Another untypical Moncheca observed by rbeunen

Coincidentally I found that all those individuals distribute in an area including middle and southern Peru and nothern Bolivia along Andes, and have geographical isolation with ordinary M. pretiosa. This could indicate that those individuals possibly represent a regional population. But what taxon could it be? A regional phenotype of M. pretiosa? A subspecies? Or even new species? Moncheca from that area need further research.
Thanks to all observers and your nice photos!
@jaspersail @pavelkirillov @birdernaturalist @rbeunen
Someone who may interested in this journal
@typophyllum @joshbern @lrubio7 @jimmylegs @cabrerai @zelun0903 @graytreefrog Please tag more people if you think they are interested or can help with it!

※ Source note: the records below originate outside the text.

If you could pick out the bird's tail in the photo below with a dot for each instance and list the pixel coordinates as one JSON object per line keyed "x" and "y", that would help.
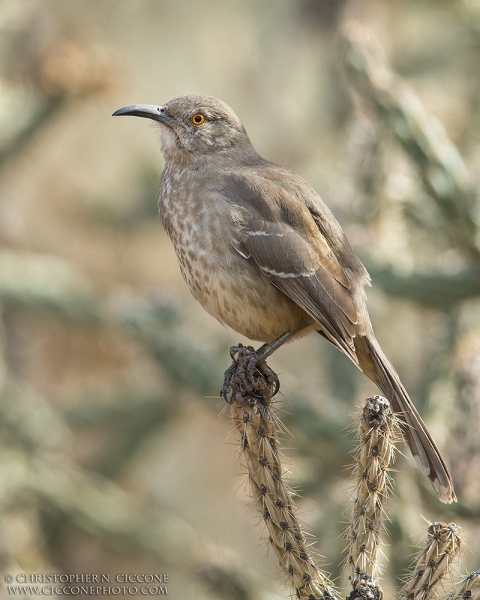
{"x": 421, "y": 444}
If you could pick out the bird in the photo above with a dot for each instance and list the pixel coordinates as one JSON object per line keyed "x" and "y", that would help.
{"x": 263, "y": 254}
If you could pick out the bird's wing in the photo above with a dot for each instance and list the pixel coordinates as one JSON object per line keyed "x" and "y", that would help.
{"x": 308, "y": 274}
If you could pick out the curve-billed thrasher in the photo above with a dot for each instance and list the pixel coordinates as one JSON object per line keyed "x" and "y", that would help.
{"x": 263, "y": 254}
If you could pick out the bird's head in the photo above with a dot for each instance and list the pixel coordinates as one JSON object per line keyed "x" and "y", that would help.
{"x": 193, "y": 124}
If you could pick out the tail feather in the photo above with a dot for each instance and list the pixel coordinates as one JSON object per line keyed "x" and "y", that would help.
{"x": 423, "y": 448}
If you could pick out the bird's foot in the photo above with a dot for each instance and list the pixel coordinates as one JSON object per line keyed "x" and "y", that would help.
{"x": 249, "y": 374}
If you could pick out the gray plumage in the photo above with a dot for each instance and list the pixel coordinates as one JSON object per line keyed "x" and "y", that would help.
{"x": 263, "y": 254}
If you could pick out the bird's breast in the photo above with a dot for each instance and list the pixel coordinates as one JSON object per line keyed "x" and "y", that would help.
{"x": 227, "y": 285}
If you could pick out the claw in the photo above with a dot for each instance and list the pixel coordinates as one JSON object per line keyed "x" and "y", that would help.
{"x": 246, "y": 373}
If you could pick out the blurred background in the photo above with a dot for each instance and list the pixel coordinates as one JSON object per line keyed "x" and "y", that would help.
{"x": 113, "y": 456}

Publicado el abril 24, 2023 12:59 TARDE por manassas manassas

Comentarios

Interesting. I wonder what it means. I don't look at South America so I won't be the one to figure it out. Naskrecki's Katydids of Costa Rica includes the following under Moncheca: "Specimens from Peru mentioned by Hebard (1927) as having much darker coloration are also distinct from the two species known from Costa Rica, and possibly represent another undescribed species."
The citation to the Hebard paper is:
Hebard. 1927. Studies in the Tettigoniidae of Panama. Transactions of the American Entomological Society. 53: 79 - 156.

Publicado por jimmylegs hace 12 meses

Very useful information. But to validify it, key characteristics need to be checked.